TSA’s plan to reopen Reagan National blasted

WASHINGTON, D.C. — The Transportation Security Administration (TSA) is trying to match the wants of general aviation, politicians and businesses with its responsibility to maintain a high level of security for the nation’s capital, but is getting heat from all sides.

Prompted by TSA’s plan to open Washington’s Reagan National Airport to general aviation, the full Senate Commerce, Science, and Transportation Committee held a hearing where senators and general aviation spokesmen alike called the coming rules too harsh. Sen. Ted Stevens (R-Alaska), chairman of the committee, warned that the rules being finalized by TSA to open the airport to GA are too cumbersome and costly.

Under the TSA’s rules, before landing at DCA, an aircraft and persons aboard would have to be cleared at one of 12 portal airports and carry a law enforcement officer from that point to Washington National. The operator of the aircraft would then have to pay for the officer to return to home base. There also would be a charge of $150 for landing and another $150 for departure. Jim Coyne, president of the National Air Transportation Association (NATA), estimated the total cost would be at least $700.

Stevens, who noted that 78% of intercity travel in his home state of Alaska is by general aviation, declared the efforts to open DCA were long overdue, but cautioned that as now planned “”are just going to kill private aviation”” because of costs.
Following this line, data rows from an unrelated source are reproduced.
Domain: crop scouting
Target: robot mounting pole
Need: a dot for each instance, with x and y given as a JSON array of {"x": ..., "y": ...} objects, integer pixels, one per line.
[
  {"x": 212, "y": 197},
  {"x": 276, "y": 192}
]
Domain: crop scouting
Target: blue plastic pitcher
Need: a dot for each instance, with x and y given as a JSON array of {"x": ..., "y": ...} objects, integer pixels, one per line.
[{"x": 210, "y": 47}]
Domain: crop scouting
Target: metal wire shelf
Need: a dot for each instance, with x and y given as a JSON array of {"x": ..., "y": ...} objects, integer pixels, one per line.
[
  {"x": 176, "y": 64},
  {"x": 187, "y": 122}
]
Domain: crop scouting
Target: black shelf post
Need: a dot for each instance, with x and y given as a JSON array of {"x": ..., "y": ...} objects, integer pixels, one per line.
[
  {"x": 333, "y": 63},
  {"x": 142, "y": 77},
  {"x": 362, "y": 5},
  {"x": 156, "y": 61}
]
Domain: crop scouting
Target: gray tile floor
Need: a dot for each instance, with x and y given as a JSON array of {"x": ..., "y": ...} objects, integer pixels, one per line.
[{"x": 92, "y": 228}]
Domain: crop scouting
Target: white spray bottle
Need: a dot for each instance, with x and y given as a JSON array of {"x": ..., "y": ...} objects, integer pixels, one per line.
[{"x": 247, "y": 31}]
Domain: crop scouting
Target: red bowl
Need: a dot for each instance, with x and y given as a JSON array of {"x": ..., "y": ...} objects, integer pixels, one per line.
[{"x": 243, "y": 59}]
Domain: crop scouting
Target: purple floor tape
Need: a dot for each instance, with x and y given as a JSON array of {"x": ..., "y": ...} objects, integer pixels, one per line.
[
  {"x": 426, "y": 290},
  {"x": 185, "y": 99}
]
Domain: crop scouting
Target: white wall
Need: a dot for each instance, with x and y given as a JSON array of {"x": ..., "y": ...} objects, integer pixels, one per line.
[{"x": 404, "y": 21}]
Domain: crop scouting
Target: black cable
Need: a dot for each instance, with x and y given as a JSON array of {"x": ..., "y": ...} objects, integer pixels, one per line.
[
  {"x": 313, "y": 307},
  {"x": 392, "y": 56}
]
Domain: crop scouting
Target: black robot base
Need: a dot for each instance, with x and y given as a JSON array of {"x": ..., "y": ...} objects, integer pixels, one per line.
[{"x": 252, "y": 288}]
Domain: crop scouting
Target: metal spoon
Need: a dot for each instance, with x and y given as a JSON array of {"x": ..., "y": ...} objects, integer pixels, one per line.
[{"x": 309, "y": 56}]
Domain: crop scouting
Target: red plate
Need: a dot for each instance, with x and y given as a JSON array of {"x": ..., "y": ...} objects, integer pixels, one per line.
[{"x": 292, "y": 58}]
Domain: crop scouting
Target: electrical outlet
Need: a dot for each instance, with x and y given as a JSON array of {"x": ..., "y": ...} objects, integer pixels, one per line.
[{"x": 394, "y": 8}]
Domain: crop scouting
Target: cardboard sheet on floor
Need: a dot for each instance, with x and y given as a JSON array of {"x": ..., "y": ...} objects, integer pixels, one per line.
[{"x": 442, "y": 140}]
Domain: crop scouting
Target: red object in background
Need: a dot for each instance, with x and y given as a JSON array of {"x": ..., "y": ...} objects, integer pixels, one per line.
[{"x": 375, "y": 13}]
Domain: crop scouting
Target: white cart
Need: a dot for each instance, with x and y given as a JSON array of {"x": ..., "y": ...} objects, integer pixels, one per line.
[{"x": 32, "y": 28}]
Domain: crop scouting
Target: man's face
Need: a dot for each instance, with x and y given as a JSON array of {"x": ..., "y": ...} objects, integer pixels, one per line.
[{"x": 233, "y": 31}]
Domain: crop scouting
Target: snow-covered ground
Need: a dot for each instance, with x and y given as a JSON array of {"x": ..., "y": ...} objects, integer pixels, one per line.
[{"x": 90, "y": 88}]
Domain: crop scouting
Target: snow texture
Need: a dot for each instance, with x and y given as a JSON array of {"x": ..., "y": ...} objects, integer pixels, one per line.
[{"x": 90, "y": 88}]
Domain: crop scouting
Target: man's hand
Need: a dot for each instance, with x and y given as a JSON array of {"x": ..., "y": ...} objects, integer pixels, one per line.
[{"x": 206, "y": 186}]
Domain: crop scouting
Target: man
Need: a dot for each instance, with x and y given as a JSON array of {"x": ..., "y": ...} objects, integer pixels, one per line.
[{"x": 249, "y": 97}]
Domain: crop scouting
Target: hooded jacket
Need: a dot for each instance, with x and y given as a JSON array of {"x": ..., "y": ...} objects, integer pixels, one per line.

Sen. George Allen (R-Va.) questioned the need for an armed guard and pointed out that with only 12 airports available for picking up a guard, many flights would have to backtrack, possibly hundreds or thousands of miles, from their departure point to be cleared and board a law-enforcement officer. He and Stevens also cited limited seating in corporate and on-demand charter aircraft, which would restrict the number of passengers.

Joseph Fleming, TSA’s chief operating officer, replied that a law-enforcement officer is needed because the cockpit of the plane cannot be sealed off from the passenger section.

Sen. Jay Rockefeller (D-W.V.) complained to each witness that he was more concerned about the 212,000 general aviation aircraft throughout the United States that are flying without any screening or monitoring. “”The airplane is the weapon of choice for terrorists,”” he said. NATA’s Coyne politely replied that terrorists had used railroads in Spain, boats in the Middle East, subways in Japan, ambulances — and even bicycles — but never has a general aviation aircraft been used.

Andy Cebula, senior VP of government and technical affairs at the Aircraft Owners and Pilots Association (AOPA), told the committee that AOPA’s members are worried that security requirements are adversely affecting their ability to fly by reducing access to airports and airspace. He said the ADIZ around Washington — covering some 2,000 square miles — has more than tripled the workload on controllers and doesn’t work. He reminded the panel that the ADIZ was set up when the threat level was raised, but was not eased when the level was lowered.

Ed Bolen, president of the National Business Aviation Association (NBAA), reminded the Senators that general aviation has voluntarily done much to implement security measures.

Sen. Frank Lautenberg (D-N.J.) echoed some of Rockefeller’s concerns about the alleged potential dangers from general aviation, but others on the committee urged TSA not to make rules so cumbersome and expensive that planes cannot come to Washington. Sen. Ben Nelson (D-Neb.) advised that barriers to general aviation should not “”be so high that they are difficult to meet.””

Allen summed it up as he told the TSA and FAA witnesses that rules for general aviation should be “”reasonable, rational and practical.””

Charles Spence is GAN’s Washington, D.C., correspondent.